William Wordsworth
William Wordsworth, who was the second of five children born to John Wordsworth and Ann Cookson, was born in 1770 in Cockermouth in the Lake District. As a small boy his time was divided between here and Penrith before he was sent to school at Hawkshead. He also spent some time in Dorset and Somerset after Cambridge and his tours of the continent.
William and his sister Dorothy, who was born a year after him, became close friends of Samuel Taylor Coleridge and his brother-in-law, Robert Southey. They all eventually settled in the Lake District with William and Dorothy moving into Dove Cottage at Grasmere and Coleridge who lived at Greta Hall in Keswick.

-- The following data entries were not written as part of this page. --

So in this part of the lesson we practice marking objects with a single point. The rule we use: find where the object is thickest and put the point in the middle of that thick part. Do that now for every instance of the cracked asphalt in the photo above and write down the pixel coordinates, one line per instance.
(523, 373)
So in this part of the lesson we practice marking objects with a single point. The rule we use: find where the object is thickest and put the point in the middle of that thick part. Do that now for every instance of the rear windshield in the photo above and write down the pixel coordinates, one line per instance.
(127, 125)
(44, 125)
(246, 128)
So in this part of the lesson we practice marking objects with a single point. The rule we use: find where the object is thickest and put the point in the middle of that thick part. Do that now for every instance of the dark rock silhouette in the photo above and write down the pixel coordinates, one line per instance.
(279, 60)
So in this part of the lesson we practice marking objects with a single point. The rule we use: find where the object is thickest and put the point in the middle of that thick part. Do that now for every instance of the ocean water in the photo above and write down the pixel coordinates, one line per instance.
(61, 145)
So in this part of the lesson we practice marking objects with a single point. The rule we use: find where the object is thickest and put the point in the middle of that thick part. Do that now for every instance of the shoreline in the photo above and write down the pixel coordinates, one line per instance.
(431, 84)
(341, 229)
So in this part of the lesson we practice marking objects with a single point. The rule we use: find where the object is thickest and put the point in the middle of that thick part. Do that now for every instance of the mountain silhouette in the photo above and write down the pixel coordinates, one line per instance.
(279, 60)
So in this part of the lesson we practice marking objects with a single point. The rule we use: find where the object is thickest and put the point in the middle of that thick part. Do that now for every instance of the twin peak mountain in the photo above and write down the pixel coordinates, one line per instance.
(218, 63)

William married Mary Hutchinson, who he had known since his childhood, in 1802. It was at Dove Cottage that much of his greatest work was written. In all his work he was greatly assisted by his sister, who continued to live with him after his marriage. Dorothy’s journal is itself an example of fine descriptive writing. The family then moved in 1808 to Allan Bank in Grasmere and then to the Parsonage, where unfortunately two of his children died.
William made his final move in 1813 to Rydal Mount, near Ambleside where he spent his remaining thirty seven years, still writing, although his outlook and output changed as he aged. In 1843, at the age of seventy three, he succeeded Southey as Poet Laureate. At his death in 1850, he was buried at Grasmere, where his and other family graves may be seen.